- Von Laura Hohler
Bei warmen Temperaturen besuchten Cineasten das bis auf den letzten Platz besetzte Open-Air-Kino im Xenix im Kreis 4. Nach etwas Verzögerung, weil einige Filmfans für kalte Getränke und Glacen anstehen mussten, startete am Mittwoch vergangener Woche die Vorführung des bekannten italienischen Klassikers «Lo Straniero» aus dem Jahr 1967 gegen halb zehn Uhr am Abend.
Die Zuschauerinnen und Zuschauer sassen eng beisammen, als die Sonne unterging und der Film begann. Nach rund einer Stunde gab es eine kurze Pause. Auch um das Kanzleiareal herum waren viele Menschen auf den Strassen, die den lauen Sommerabend genossen.
Kino wie vor Corona
Im Vergleich zum letzten Sommer war Corona dieses Jahr kein Thema beim Open-Air-Kino.
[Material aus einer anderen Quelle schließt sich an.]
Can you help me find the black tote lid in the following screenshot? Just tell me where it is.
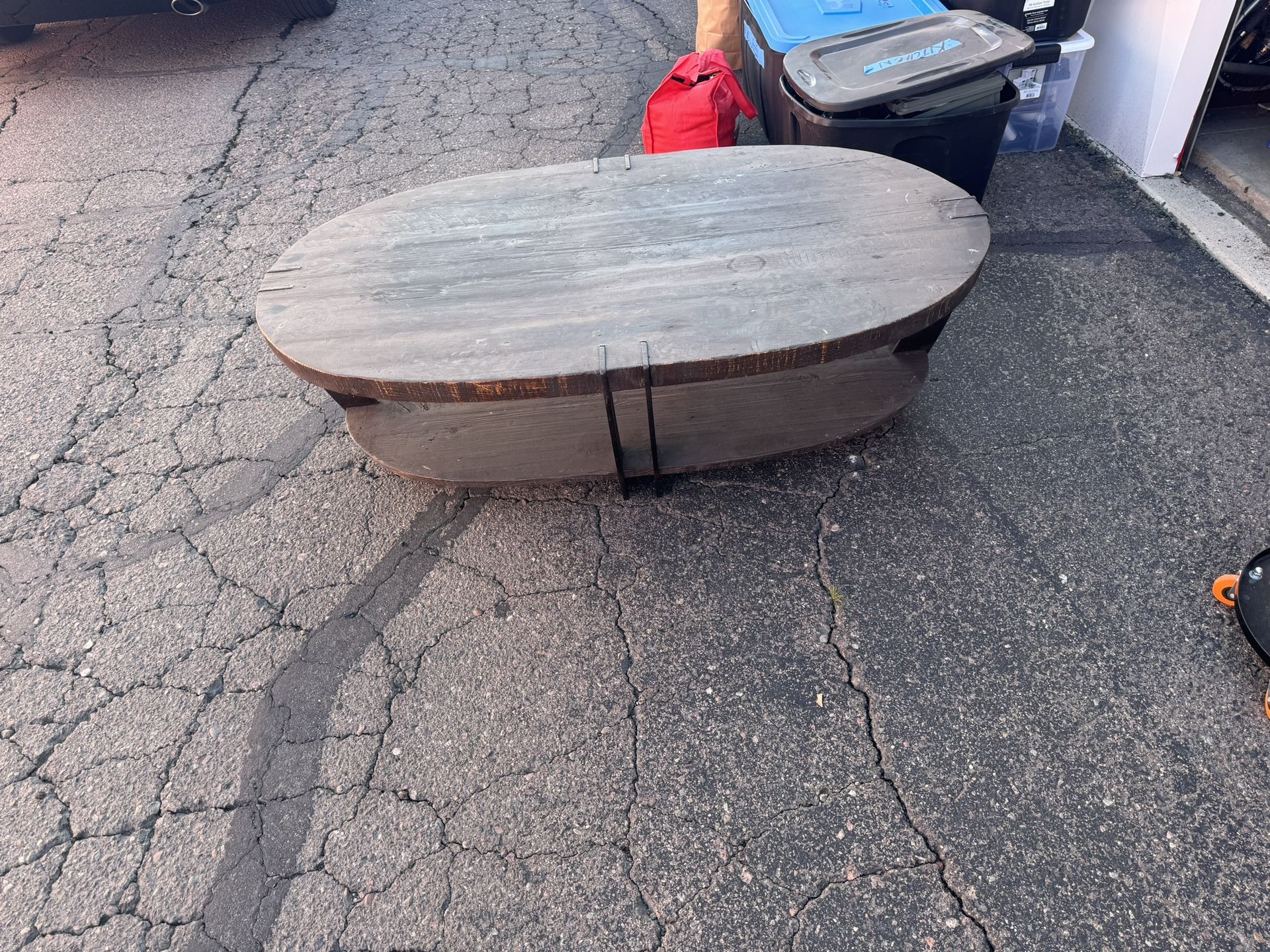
[785,10,1035,113]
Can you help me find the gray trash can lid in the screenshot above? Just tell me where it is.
[785,10,1037,113]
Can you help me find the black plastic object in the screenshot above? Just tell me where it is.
[740,0,947,142]
[773,76,1019,200]
[956,0,1089,40]
[785,10,1037,114]
[1234,548,1270,661]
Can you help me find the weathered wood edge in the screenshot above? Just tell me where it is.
[257,255,987,404]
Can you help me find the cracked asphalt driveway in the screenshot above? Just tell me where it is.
[0,0,1270,952]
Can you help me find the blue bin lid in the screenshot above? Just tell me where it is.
[745,0,947,54]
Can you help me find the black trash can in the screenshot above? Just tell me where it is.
[956,0,1089,42]
[781,76,1019,200]
[772,11,1035,199]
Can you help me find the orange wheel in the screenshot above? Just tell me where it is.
[1213,575,1240,607]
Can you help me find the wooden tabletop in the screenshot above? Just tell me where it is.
[257,146,990,403]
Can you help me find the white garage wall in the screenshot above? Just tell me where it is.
[1068,0,1236,175]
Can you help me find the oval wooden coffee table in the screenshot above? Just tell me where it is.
[257,146,988,493]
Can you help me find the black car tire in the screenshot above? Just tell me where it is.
[0,23,36,43]
[287,0,339,20]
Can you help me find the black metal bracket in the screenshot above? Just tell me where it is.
[597,348,631,499]
[639,340,661,496]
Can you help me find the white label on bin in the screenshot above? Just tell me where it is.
[1015,67,1041,99]
[745,23,766,69]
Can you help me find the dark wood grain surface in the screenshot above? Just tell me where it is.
[348,350,927,486]
[257,146,990,403]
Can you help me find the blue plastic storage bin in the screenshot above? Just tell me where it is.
[740,0,947,142]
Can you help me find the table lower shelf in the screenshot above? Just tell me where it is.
[348,350,927,486]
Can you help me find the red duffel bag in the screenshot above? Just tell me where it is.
[644,50,758,152]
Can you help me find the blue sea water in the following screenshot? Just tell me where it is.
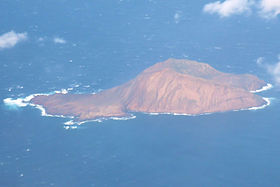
[0,0,280,187]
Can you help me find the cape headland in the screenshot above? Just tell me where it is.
[30,59,267,121]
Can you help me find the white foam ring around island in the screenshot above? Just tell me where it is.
[3,83,273,129]
[250,83,273,93]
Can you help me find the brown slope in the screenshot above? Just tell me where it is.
[32,59,265,120]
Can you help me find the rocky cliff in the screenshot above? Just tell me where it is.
[31,59,266,120]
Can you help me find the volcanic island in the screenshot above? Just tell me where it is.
[30,59,267,121]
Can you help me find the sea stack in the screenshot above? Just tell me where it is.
[31,59,266,120]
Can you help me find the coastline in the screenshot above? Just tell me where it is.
[3,83,273,129]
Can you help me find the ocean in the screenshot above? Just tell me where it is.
[0,0,280,187]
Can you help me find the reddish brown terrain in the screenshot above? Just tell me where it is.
[31,59,266,120]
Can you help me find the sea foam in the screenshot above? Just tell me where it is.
[3,83,273,129]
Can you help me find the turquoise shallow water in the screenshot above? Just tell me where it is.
[0,0,280,187]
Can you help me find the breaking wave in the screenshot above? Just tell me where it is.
[3,83,273,130]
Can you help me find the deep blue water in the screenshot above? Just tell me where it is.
[0,0,280,187]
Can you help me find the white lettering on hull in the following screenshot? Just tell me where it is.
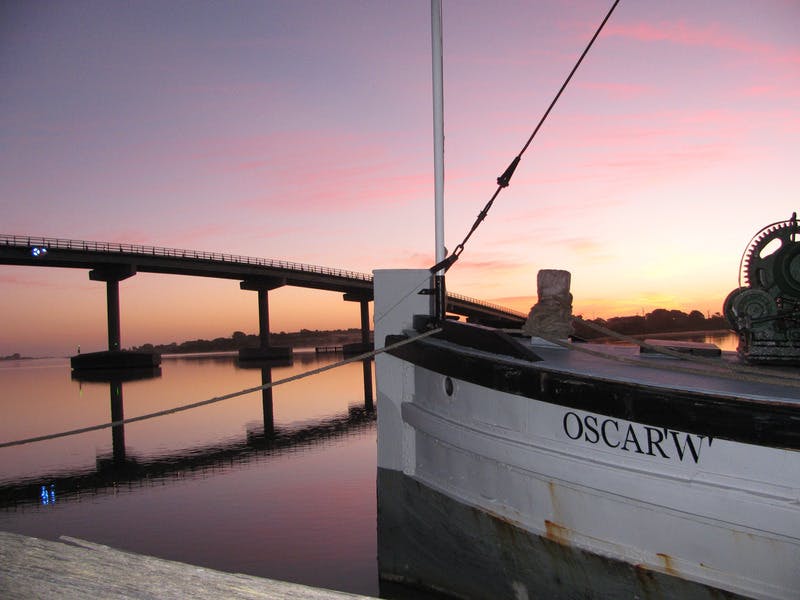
[563,411,713,464]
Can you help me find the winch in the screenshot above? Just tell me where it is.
[723,213,800,364]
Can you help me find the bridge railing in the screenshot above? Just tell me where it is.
[0,234,527,319]
[0,234,372,281]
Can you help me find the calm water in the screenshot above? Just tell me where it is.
[0,353,378,595]
[0,335,736,596]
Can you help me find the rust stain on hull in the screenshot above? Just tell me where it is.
[656,552,678,577]
[544,519,572,546]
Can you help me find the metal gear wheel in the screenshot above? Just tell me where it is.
[742,214,800,298]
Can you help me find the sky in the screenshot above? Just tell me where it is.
[0,0,800,356]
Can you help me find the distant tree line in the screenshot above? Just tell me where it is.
[575,308,730,339]
[131,328,372,354]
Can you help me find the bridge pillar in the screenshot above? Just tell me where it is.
[89,265,136,350]
[343,291,373,354]
[70,265,161,371]
[239,277,292,360]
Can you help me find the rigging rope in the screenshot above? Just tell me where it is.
[0,328,442,448]
[430,0,619,273]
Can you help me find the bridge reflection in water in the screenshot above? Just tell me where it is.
[0,360,376,508]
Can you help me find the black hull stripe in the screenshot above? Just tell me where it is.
[386,336,800,450]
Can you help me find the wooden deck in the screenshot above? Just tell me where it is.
[0,531,376,600]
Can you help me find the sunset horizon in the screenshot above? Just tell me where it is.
[0,0,800,356]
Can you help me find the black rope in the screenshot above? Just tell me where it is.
[430,0,619,273]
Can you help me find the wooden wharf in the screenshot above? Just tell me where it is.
[0,531,376,600]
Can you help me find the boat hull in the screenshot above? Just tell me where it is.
[376,272,800,599]
[378,469,742,600]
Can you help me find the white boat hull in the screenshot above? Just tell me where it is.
[376,271,800,599]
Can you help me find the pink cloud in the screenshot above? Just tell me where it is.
[577,82,658,100]
[604,21,800,64]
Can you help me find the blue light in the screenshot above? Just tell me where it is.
[39,483,56,506]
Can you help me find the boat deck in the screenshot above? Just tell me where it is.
[520,341,800,407]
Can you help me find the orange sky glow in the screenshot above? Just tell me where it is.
[0,0,800,356]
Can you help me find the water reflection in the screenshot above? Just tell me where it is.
[0,360,375,507]
[72,367,161,465]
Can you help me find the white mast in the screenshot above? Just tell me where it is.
[431,0,445,263]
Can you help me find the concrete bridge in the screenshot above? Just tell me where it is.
[0,234,526,366]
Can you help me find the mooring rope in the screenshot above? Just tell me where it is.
[0,328,442,448]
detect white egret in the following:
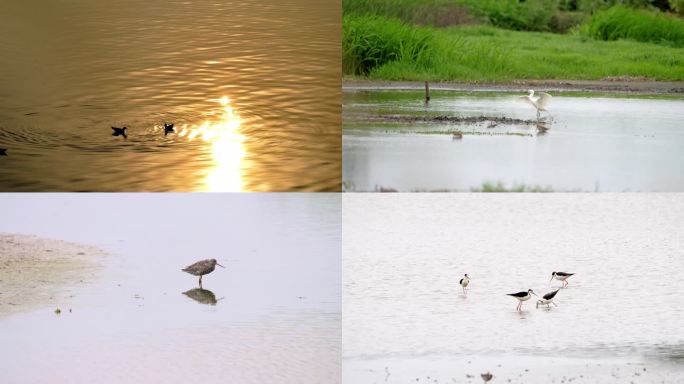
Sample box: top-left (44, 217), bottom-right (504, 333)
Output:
top-left (519, 89), bottom-right (551, 120)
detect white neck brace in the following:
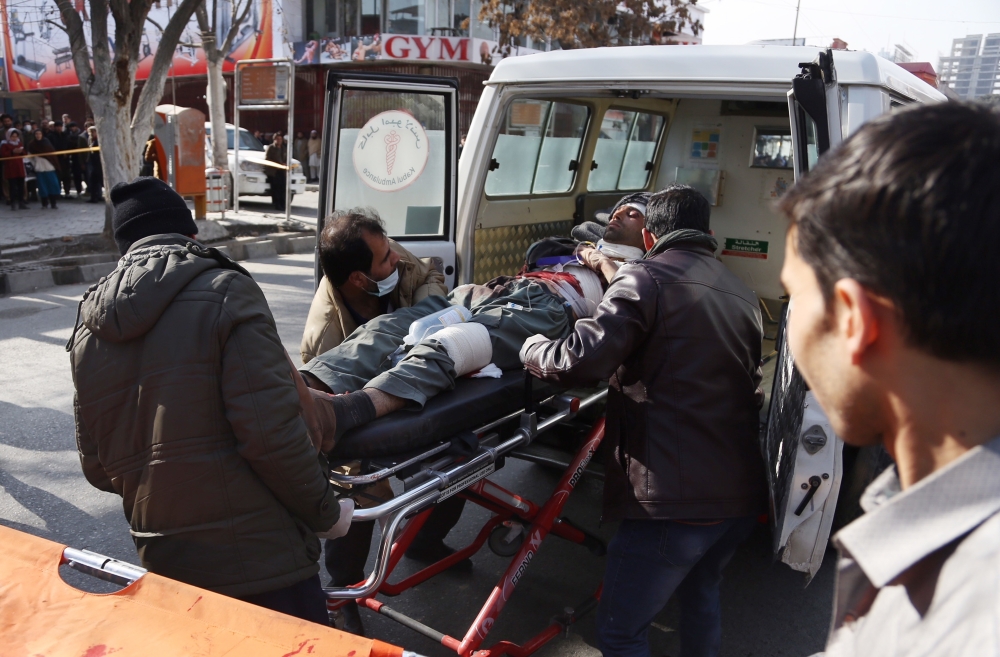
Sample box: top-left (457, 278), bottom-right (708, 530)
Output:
top-left (597, 240), bottom-right (646, 260)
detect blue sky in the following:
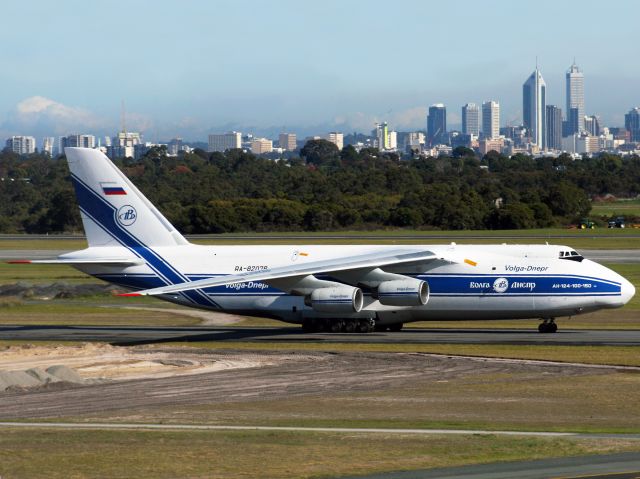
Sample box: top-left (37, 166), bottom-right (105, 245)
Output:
top-left (0, 0), bottom-right (640, 140)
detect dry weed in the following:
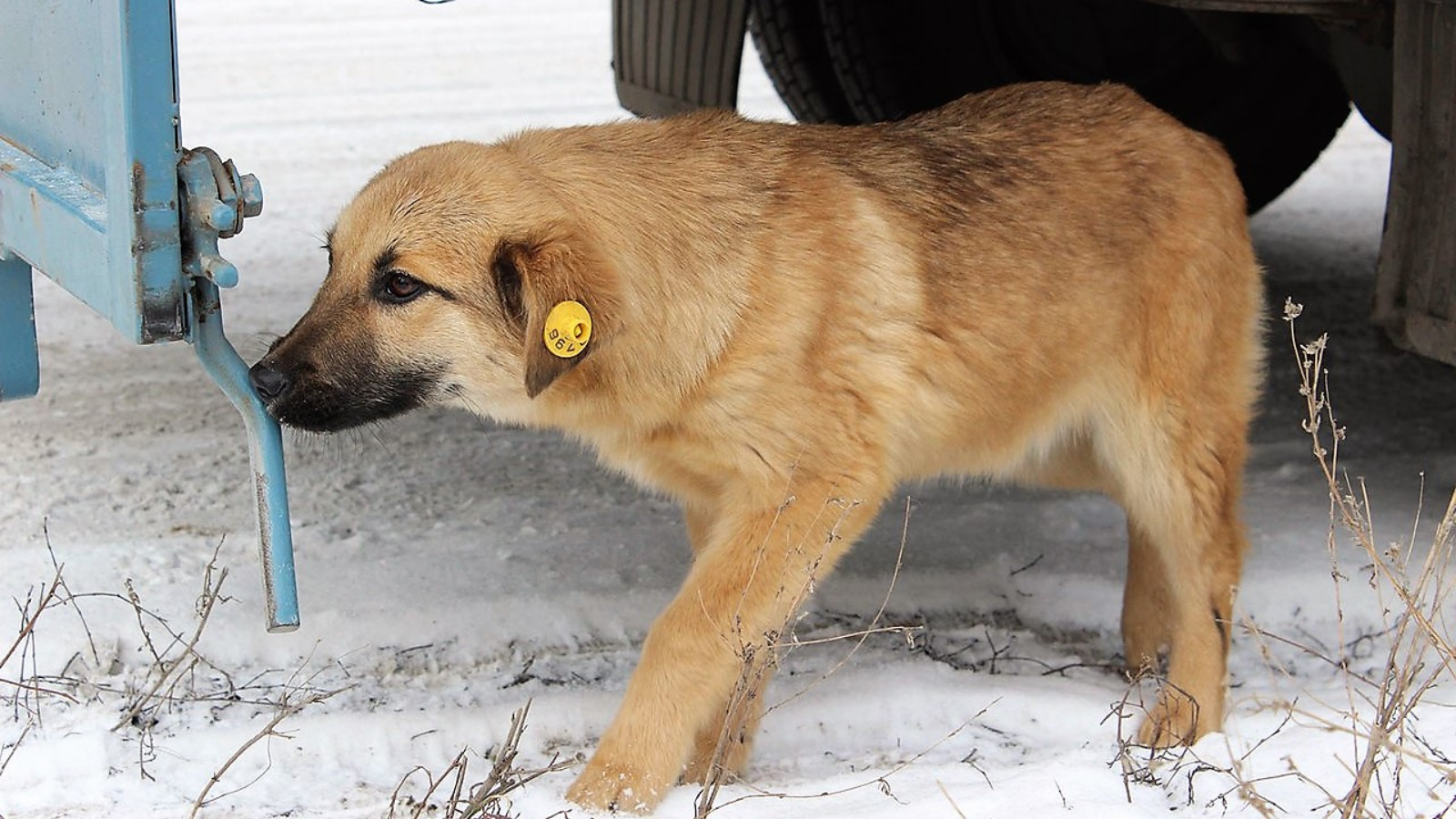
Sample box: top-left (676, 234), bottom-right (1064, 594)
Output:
top-left (389, 701), bottom-right (577, 819)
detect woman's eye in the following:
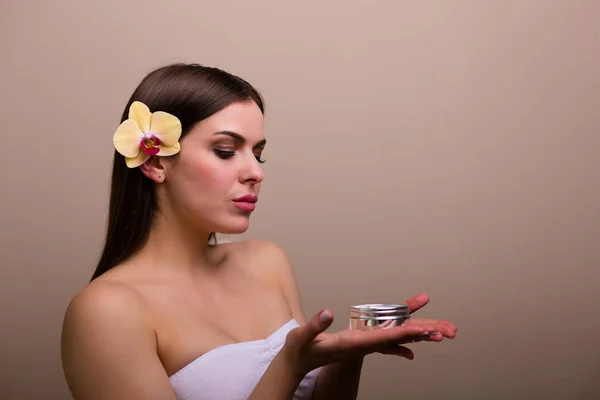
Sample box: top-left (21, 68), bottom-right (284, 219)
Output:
top-left (215, 149), bottom-right (234, 159)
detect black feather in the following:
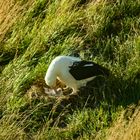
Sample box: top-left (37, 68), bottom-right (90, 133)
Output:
top-left (69, 61), bottom-right (110, 80)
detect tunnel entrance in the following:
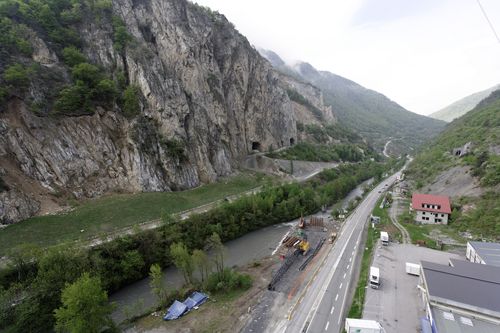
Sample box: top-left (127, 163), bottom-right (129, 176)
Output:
top-left (252, 141), bottom-right (262, 151)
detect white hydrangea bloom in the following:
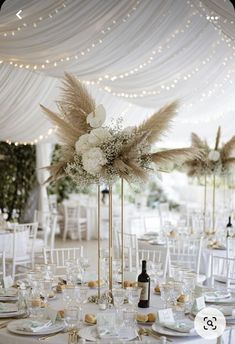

Niemand trug mehr Schutzmasken, Abstandsregelungen oder Registrierung der persönlichen Kontaktdaten gab es keine mehr.
Der Drang, wieder unbeschwert draussen zu sein und ohne Angst neben fremden Leuten zu sitzen, war deutlich spürbar und verlieh dem Abend eine besondere Atmosphäre.
Teilnahmslos durchs Leben
Die italienisch-französisch-italienische Koproduktion «Lo Straniero» von Luchino Visconti ist eine Adaption des existenzialistischen Romans «Der Fremde» von Albert Camus, den er 1942 veröffentlicht hat.
Das Drama spielt in einer Zeit Mitte der 1930er-Jahre im französisch kontrollierten Algerien. Der Protagonist Arthur Meursault, gespielt von Marcello Mastroianni, ist ein gleichgültiger, desinteressierter, jedoch attraktiver Mann, der Gut und Böse nicht unterscheiden kann.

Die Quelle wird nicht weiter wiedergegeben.